A partire dal 1° gennaio, i contribuenti italiani con un reddito complessivo oltre i 75.000 euro dovranno adeguarsi a nuove modalità per le spese deducibili. La Legge di Bilancio più recente prevede una razionalizzazione delle agevolazioni fiscali, con l’introduzione di un quoziente familiare che determina le detrazioni basate su reddito e struttura familiare.
Quoziente familiare: pilastro delle nuove detrazioni
Il quoziente familiare, mai attuato su una scala così ampia, diventa un elemento centrale per stabilire il massimo delle spese deducibili. Questo importo si basa non solo sul reddito totale ma anche sulla composizione del nucleo familiare. Per chi guadagna tra i 75.000 e i 100.000 euro, il tetto è fissato a 14.000 euro; oltre i 100.000 euro, questo limite scende a 8.000 euro. Tali valori sono ulteriormente influenzati da un coefficiente che varia secondo il numero di figli, includendo anche quelli adottivi e i figli di coniugi deceduti.
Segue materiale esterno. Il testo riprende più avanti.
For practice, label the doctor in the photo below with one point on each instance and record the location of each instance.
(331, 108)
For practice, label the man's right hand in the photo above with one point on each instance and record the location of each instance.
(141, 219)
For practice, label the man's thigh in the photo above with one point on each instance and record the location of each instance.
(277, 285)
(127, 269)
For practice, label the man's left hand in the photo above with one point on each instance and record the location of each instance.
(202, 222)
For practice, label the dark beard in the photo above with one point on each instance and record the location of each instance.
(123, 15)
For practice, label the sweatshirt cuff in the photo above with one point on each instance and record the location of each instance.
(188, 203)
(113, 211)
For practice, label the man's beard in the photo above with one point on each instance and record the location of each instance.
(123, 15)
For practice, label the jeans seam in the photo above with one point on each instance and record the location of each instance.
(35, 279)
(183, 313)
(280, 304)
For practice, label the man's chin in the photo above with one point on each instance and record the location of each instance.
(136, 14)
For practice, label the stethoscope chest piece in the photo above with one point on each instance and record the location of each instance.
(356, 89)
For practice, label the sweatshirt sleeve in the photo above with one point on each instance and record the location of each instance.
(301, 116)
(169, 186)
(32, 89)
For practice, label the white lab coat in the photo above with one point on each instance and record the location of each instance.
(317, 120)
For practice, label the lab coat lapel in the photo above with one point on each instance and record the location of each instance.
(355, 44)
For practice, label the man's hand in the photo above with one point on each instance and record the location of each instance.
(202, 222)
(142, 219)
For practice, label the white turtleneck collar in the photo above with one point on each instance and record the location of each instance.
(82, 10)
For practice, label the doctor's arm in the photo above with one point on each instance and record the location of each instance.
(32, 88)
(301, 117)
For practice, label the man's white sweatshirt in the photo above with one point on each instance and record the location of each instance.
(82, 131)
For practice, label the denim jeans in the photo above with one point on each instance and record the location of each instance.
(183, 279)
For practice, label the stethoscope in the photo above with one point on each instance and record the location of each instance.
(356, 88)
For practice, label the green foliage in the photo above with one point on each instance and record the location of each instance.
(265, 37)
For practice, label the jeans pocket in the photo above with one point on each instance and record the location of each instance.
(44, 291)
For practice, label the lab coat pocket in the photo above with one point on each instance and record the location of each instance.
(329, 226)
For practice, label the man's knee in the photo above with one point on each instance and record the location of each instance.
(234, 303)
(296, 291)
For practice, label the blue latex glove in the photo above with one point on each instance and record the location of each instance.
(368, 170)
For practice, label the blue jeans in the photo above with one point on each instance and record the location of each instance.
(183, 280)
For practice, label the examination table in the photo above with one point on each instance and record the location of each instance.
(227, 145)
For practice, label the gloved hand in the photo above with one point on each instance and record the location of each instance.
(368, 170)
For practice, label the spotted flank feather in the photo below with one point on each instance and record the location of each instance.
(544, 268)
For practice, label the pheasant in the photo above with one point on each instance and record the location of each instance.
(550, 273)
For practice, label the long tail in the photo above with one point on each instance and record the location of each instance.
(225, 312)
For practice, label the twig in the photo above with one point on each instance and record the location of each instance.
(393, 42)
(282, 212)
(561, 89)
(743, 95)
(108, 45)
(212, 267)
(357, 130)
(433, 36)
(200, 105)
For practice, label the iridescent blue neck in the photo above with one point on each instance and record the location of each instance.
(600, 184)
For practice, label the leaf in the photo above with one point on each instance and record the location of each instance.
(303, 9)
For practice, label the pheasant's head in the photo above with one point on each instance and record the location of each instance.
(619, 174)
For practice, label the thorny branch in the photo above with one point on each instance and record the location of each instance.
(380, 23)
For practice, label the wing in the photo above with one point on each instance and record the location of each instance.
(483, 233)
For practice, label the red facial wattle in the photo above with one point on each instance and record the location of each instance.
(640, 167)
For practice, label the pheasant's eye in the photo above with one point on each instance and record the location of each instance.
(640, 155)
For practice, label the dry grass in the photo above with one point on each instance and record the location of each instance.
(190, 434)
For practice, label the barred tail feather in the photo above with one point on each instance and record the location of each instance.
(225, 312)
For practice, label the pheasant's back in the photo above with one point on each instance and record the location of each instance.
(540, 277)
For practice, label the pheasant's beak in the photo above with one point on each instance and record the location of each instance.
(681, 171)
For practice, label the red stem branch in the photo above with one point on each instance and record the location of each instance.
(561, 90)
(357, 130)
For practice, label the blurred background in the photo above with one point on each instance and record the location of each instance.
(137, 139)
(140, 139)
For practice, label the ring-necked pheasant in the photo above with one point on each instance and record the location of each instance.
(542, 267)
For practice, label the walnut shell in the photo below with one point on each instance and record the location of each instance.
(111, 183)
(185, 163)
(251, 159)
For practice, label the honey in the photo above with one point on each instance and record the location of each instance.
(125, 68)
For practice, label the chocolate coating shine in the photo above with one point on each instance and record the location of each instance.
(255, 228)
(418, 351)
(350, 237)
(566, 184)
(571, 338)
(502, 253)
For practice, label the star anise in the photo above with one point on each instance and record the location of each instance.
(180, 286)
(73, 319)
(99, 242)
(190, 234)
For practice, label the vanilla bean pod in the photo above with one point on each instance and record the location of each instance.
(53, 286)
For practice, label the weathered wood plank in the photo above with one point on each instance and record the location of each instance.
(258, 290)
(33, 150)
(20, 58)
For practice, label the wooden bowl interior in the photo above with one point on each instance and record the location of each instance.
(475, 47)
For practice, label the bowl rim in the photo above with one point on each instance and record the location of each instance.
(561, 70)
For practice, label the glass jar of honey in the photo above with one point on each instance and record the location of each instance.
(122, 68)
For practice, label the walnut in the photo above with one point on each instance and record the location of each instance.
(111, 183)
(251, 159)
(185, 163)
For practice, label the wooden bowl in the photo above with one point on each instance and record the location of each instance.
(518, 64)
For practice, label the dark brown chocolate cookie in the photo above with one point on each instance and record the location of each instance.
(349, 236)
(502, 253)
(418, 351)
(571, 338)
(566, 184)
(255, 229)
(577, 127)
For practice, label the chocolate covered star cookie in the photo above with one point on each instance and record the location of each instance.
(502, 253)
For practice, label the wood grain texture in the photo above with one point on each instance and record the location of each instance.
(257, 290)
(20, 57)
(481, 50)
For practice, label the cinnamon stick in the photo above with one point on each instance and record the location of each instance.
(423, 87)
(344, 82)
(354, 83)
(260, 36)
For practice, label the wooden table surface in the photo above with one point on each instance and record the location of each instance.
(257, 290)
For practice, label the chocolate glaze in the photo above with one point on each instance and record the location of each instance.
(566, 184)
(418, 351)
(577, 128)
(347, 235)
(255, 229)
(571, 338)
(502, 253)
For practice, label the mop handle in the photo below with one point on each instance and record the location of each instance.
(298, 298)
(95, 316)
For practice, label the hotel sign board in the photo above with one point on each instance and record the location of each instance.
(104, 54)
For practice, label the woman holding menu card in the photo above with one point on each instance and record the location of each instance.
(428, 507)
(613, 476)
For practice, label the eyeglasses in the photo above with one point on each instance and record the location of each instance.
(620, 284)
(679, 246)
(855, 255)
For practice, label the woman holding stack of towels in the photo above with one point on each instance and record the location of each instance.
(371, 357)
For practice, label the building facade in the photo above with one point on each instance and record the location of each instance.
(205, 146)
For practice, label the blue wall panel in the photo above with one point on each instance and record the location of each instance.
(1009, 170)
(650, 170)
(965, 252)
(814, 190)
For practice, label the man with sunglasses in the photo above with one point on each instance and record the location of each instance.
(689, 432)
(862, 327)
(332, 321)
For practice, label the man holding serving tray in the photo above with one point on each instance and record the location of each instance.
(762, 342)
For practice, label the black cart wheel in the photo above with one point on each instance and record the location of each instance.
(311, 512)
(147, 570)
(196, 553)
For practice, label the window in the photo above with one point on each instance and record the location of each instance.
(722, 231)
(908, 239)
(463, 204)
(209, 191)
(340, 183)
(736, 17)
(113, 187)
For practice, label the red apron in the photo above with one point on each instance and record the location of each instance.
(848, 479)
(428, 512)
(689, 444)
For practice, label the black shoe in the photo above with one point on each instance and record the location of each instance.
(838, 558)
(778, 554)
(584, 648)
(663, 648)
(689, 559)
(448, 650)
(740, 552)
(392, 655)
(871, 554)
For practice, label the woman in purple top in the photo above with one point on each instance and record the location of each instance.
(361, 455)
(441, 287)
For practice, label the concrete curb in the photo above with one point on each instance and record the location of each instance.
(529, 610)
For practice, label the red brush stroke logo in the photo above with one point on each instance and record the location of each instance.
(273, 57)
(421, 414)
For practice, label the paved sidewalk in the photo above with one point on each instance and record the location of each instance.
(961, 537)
Calcolo delle spese deducibili: un nuovo meccanismo

Il modello prevede che l’importo massimo deducibile sia il risultato del prodotto tra una base iniziale e un coefficiente, riflettente il nucleo familiare. Ecco come funziona: coefficiente di 0.50, nessun figlio a carico; coefficiente di 0.70, un figlio a carico; coefficiente di 0.85, due figli a carico; coefficiente di 1.00, tre o più figli, oppure un figlio con disabilità.
Ad esempio, un contribuente con un reddito di 110.000 euro e senza figli a carico può detrarre fino a 4.000 euro. La presenza di figli può incrementare questo importo, un vantaggio da non sottovalutare per le famiglie.
Deroghe incluse: cosa resta immune dal ridimensionamento
Nonostante il generale ridimensionamento delle agevolazioni, certi benefici rimangono inalterati. Le spese sanitarie continueranno ad essere deducibili al 19%, superata la soglia di 129,11 euro. Anche gli interessi sui mutui stipulati fino alla fine del 2024 e le spese per ristrutturazioni edili e investimenti in start-up innovative non subiranno modifiche. Tuttavia, sarà essenziale che i contribuenti selezionino con cura le spese deducibili, dato il nuovo contesto normativo.
Queste innovazioni alimentano discussioni su vantaggi e sfide associate al nuovo modello, con l’introduzione del quoziente familiare che punta a rendere le detrazioni più eque. Tuttavia, l’impatto concreto dipenderà dalle specifiche circostanze di ogni famiglia.